Alisher Tashbayev MD, Alexander Belenky MD, Sergey Litvin MD, Michael Knizhnik MD, Gil N. Bachar MD and Eli Atar MD
Background: Various vena cava filters (VCF) are designed with the ability to be retrieved percutaneously. Yet, despite this option most of them remain in the inferior vena cava (IVC).
Objectives: To report our experience in the placement and retrieval of three different types of VCFs, and to compare the indications for their insertion and retrieval as reported in the literature.
Methods: During a 5 year period three types of retrievable VCF (ALN, OptEase, and Celect) were inserted in 306 patients at the Rabin Medical Center (Beilinson and Hasharon hospitals). Indications, retrieval rates, median time to retrieval, success and complications rate were viewed and assessed in the three groups of filter types and were compared with the data of similar studies in the literature.

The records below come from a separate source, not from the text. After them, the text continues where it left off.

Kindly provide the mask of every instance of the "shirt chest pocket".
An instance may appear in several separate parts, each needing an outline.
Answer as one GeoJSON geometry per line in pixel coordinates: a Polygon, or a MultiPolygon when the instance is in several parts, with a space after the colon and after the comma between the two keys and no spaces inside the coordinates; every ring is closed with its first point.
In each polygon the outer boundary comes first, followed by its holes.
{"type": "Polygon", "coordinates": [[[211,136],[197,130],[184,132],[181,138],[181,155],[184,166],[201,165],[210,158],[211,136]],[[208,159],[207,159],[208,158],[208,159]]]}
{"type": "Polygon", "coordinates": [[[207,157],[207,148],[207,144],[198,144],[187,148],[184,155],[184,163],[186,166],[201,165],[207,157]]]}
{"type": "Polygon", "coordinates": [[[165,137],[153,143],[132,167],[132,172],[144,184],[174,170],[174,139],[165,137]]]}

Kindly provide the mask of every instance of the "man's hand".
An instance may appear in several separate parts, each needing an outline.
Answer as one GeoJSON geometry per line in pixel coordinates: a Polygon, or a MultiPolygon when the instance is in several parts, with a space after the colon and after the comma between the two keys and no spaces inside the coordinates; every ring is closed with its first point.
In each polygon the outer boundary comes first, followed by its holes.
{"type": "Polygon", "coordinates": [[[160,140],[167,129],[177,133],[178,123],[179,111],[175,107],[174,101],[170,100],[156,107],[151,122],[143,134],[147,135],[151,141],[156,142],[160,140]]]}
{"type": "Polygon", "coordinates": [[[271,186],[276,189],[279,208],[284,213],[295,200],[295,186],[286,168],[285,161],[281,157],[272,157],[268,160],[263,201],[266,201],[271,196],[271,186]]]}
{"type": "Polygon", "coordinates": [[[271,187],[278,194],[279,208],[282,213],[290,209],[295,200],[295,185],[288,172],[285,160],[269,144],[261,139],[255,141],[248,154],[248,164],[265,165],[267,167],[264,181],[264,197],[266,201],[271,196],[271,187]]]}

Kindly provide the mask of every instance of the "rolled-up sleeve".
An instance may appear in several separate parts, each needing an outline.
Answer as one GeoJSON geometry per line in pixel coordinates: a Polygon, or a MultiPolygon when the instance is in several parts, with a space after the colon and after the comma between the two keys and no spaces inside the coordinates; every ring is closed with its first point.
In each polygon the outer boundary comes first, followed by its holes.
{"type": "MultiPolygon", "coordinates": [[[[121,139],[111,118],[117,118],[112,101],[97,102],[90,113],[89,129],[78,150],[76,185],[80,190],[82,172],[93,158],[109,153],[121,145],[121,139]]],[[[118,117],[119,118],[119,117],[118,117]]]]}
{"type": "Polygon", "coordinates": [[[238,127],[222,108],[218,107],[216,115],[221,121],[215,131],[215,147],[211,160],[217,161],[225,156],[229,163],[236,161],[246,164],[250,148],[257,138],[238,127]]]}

Results: Of the 306 VCFs inserted, 31 (10.1%) were retrieved with equal distribution in the three groups. In most patients the reason for filter insertion was venous thromboembolic events (VTE) and contraindications to anticoagulant therapy. Mean age was 68.38 ± 17.5 years (range 18–99) and was noted to be significantly higher compared to similar studies (53–56 years) (P < 0.0001). Multi-trauma patients were significantly older (71.11 ± 14.99 years) than post-pulmonary embolism patients (48.03 ± 20.98 years, P < 0.0001) and patients with preventive indication (26.00 ± 11.31, P < 0.0001). The mean indwelling time was 100.6 ± 103.399 days. Our results are comparable with the results of other studies, and there was no difference in percentage of retrieval or complications between patients in each of the three groups.
Conclusions: In 1 of 10 patients filters should be removed after an average of 3.5 months. All three IVC filter types used are safe to insert and retrieve.